The main findings of the exhibition "The Landscape of Threats in Industrial Control Systems" are:
- Overall, 188.019 hosts have been detected with ICS data available over the Internet in 170 countries.
- Most of the remotely available ICS-based servers are located in the United States. (30,5% - 57.417) and in Europe. In Europe, Germany is the leader (13,9% - 26.142 servers), followed by Spain (5,9% - 11.264 servers) and France (5,6% - 10.578 servers).
- The 92% (172.982) of the remote ICS servers available have vulnerabilities. 87% of these hosts contain medium-risk vulnerabilities, and 7% of these contain critical vulnerabilities.
- The number of vulnerabilities in ICS data has increased tenfold over the past five years: from 19 vulnerabilities 2010 to 189 2015. The most vulnerable ICS elements were Human Machine Interface Systems (HMI), Electrical Devices and SCADA systems.
- 91,6% (172.338 different hosts) of all externally available ICS devices uses weak Internet connection protocols, which allows attackers to conduct man-in-the-middle attacks.
"Our research shows that the greater the ICS infrastructure, the greater the chance it will have serious" holes "in the security segment. This is not the fault of the software or its vendor hardware. By its nature, the ICS environment is a mix of different but interrelated components, many of which are connected to the Internet and contain themeτα ασφάλειας. Δεν υπάρχει 100% εγγύηση ότι η συγκεκριμένη εγκατάσταση ICS δεν θα παρουσιάσει ένα τουλάχιστον ευάλωτο στοιχείο σε κάποια χρονική στιγμή. Ωστόσο, αυτό δεν σημαίνει ότι δεν υπάρχει τρόπος για να προστατευτεί από τις ψηφιακές επιθέσεις ένα εργοστάσιο, μια μονάδα παραγωγής ενέργειας ή ακόμα και ένα τετράγωνο σε μια «έξυπνη» πόλη.
Simple briefing on the vulnerabilities of data used in a particular industrial facility is the basic prerequisite for managing plant safety.

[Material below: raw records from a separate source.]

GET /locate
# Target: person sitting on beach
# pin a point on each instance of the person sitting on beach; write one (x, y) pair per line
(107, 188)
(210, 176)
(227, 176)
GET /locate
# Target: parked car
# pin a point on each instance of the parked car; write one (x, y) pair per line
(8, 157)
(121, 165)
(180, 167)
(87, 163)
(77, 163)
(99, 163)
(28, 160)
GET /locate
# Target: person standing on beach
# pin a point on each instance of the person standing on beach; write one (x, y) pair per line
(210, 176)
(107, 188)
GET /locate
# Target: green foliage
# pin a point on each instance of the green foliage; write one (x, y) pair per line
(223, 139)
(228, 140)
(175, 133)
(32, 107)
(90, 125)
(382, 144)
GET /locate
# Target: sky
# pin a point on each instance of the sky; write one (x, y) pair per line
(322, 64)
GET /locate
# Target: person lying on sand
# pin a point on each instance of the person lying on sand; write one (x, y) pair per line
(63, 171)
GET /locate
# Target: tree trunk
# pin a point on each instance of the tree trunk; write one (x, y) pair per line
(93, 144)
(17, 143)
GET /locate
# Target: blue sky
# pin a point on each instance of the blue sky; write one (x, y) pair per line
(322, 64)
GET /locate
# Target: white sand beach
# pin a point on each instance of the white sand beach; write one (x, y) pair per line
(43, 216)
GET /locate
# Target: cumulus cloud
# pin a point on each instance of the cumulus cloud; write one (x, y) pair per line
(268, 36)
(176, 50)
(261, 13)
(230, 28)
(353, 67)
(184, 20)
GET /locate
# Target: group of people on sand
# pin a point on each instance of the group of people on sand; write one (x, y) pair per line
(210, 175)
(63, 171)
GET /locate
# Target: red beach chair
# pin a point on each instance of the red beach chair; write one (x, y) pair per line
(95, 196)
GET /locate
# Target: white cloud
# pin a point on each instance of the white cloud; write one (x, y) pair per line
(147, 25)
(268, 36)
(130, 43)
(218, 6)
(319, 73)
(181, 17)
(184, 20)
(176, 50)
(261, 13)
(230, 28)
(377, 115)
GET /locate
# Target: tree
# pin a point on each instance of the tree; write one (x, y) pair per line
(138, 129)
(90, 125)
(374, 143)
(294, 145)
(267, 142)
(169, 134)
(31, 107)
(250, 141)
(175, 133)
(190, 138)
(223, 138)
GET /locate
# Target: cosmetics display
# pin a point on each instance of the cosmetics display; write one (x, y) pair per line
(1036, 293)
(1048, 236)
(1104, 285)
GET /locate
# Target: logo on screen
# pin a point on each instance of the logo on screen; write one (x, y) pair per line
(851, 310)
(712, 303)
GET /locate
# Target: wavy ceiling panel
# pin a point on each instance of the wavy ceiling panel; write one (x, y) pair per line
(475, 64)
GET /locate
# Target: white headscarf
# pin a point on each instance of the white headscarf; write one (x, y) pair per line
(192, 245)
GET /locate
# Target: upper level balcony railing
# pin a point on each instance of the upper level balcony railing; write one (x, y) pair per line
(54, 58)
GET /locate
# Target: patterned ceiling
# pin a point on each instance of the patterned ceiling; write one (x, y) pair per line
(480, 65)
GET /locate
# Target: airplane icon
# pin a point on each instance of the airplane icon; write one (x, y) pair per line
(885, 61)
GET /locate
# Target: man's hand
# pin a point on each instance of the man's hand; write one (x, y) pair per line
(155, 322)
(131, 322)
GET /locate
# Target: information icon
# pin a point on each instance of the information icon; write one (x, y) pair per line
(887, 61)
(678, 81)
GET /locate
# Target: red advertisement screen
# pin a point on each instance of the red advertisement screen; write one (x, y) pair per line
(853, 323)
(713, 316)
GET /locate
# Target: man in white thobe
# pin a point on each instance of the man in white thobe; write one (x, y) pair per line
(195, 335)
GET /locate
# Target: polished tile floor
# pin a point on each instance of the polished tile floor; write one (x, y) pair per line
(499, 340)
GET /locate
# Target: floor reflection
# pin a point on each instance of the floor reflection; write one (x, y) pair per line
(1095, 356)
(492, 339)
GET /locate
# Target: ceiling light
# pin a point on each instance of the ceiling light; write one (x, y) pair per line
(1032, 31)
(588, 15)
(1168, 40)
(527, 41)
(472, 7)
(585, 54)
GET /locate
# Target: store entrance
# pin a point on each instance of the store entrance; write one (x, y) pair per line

This was one of the reasons that led us to develop our report: To help raise awareness among all concerned about the issue, said Andrew Suvorov, Head of Critical Infrastructure Protection of Kaspersky Lab.
To protect the ICS environment from possible digital attacks, Kaspersky Lab's security experts recommend the following:
- Perform a security check: the call for industrial safety experts is perhaps the quickest way to identify and eliminate the security gaps described in the report.
- Request external expertise: Today, the security of IT infrastructures is based on the knowledge of potential attackers. Access to trusted vendor information helps organizations anticipate future attacks on the company's industrial infrastructure.
- Provide protection inside and outside the perimeter: Errors happen. A proper security strategy must have significant resources to detect and respond to attacks, and to prevent an attack before it reaches critical and important items.
- Evaluate advanced protection methods: A default Deny scenario for SCADA systems, regular integrity checks for auditors, and specialized network monitoring they can help increase the overall security of the company and reduce the chances of a successful one infringements, even if some inherently vulnerable nodes cannot be patched or removed.
The full report on "Landscape of Threats in Industrial Control Systems" is available on the website Securelist.com.